Sekitar sepuluh menit kami sampai di sebuah Mushola. Di sana terlihat sekelompok bocah, dari berbagai usia, mulai pra sekolah, SD dan SLTP, sudah duduk menunggu. Mereka menyambut kedatangan Mbak Ajeng Ria dengan senyum sumringah. Tanpa sadar saya terbawa oleh kebiasaan saya. Menyalami bocah-bocah kecil itu sembari bertanya ini itu. Sementara Mbak Ajeng Ria sibuk mengeluarkan buku-buku dari dalam tas dorongnya yang lumayan berat.
"Mbak, kami mau main dakon," dua bocah laki-laki mendekati Mbak Ajeng Ria.
"Iya, mainlah. Ayo siapa yang mau main scrable?" Mbak Ajeng Ria mengeluarkan alat main dari dalam tasnya. Saya ikut membantu menjereng buku-buku di atas ubin.
"Ada yang mau mendengar dongeng dari Bu Lilik?" Mbak Ajeng Ria menawarkan. Beberapa anak mengacungkan tangan. Jadilah sore itu saya mendongeng di hadapan anak-anak---yang mengingatkan saya pada murid-murid bimbel saya.
"Awalnya saya bersama suami menggagas berdirinya Omah Backpacker, sebuah tempat untuk menginap. Inisiatif ini muncul atas dasar keluhan beberapa teman dari luar kota dan manca negara yang menyatakan kesulitan mencari penginapan murah. Maka saya dan suami merelakan kamar kosong yang ada di rumah kami sebagai tempat transit bagi tamu yang ingin menghabiskan liburan di sekitar Kota Malang. Kami tidak memungut beaya. Para tamu yang menginap hanya kami sarankan menyumbangkan buku-buku. Alhasil, buku-buku yang kami terima sangat banyak dan menumpuk. Dari situlah terbersit ide memanfaatkan buku-buku tersebut dengan merekrut bocah-bocah di sekitar lingkungan kami agar mereka ikut membaca."
Sungguh, saya merasa sangat kagum dengan pemikiran Mbak Ajeng dan suaminya. Kini impian mereka sudah terwujud. Bocah-bocah yang direkrutnya lumayan banyak.
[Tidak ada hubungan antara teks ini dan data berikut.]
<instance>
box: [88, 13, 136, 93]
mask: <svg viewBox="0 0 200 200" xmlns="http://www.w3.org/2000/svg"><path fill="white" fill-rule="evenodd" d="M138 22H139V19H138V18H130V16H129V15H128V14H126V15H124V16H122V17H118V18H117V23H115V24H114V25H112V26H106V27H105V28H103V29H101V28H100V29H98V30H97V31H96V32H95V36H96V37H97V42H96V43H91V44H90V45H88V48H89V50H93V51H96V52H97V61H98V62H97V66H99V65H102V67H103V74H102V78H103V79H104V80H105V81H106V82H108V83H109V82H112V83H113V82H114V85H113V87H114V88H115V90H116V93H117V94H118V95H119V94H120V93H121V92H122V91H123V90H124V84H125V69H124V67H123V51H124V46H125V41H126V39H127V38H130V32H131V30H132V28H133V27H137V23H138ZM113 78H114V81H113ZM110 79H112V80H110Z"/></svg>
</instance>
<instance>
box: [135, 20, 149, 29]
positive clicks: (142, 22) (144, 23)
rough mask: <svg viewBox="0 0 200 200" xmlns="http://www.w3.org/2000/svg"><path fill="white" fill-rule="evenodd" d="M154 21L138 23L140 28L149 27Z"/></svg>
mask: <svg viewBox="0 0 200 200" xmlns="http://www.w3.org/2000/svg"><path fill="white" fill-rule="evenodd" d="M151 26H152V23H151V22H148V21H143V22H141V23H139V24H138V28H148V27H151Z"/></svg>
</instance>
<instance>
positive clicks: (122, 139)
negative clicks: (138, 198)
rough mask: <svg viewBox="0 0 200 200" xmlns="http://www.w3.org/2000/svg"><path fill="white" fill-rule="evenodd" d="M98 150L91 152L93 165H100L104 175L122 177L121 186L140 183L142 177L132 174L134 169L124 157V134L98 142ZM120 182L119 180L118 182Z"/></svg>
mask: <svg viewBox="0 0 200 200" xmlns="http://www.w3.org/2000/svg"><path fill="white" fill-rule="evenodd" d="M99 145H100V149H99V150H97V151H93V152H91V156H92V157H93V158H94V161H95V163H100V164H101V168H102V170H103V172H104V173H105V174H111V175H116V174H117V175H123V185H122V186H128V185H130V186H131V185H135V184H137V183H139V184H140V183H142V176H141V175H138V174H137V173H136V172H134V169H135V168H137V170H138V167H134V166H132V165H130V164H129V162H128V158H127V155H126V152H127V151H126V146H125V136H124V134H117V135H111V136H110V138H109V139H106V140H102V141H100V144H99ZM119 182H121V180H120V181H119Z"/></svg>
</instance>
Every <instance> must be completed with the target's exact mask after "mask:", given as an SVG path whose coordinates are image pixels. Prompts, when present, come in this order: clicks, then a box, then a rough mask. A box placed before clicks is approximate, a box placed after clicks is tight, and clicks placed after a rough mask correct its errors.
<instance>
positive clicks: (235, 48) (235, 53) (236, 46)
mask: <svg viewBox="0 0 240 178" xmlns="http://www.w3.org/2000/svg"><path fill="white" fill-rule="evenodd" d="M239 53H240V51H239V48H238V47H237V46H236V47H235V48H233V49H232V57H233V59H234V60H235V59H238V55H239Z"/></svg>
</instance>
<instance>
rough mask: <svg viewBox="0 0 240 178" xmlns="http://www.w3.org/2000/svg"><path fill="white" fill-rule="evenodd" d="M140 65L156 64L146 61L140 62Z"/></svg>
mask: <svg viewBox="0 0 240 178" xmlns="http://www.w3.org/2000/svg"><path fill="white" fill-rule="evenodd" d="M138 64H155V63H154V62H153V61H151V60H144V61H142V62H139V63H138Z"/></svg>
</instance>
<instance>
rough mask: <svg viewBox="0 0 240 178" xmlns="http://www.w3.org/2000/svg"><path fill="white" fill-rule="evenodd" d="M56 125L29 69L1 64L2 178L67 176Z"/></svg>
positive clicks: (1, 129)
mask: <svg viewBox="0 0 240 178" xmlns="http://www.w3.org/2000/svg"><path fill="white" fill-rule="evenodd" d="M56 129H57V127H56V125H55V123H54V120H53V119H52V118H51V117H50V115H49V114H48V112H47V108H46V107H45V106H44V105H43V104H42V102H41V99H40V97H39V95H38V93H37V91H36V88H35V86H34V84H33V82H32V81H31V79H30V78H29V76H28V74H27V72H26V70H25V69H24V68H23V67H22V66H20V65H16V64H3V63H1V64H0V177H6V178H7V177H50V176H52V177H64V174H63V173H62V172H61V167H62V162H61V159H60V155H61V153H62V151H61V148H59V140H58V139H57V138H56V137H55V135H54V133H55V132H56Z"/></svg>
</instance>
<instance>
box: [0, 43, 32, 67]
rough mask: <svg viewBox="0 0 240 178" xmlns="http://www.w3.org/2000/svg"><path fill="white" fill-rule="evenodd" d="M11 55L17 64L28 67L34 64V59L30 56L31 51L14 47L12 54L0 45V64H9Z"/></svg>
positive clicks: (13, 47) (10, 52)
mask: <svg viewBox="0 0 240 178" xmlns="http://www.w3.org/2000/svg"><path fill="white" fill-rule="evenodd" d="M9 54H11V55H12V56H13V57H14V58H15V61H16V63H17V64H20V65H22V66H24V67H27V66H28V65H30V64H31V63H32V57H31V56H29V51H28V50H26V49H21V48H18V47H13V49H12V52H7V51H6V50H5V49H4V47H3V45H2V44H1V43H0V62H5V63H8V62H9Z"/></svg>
Sekitar 70 anak dan ternaungi di bawah sebuah komunitas warga bernama Omah Sinau.
Sembari momong bocah-bocah, pembicaraan kami terus berlanjut. Masih menurut Mbak Ajeng Ria, Omah Sinau mendapat dukungan penuh dari warga setempat. Ibu pamong desa dan anggota PKK ikut berkecimpung. Karang Taruna tak segan membantu. Hampir semua warga dilibatkan di dalamnya. Memang itulah tujuan utama didirikan Omah Sinau ini. Agar seluruh warga merasa ikut memiliki dan bertanggungjawab memajukannya.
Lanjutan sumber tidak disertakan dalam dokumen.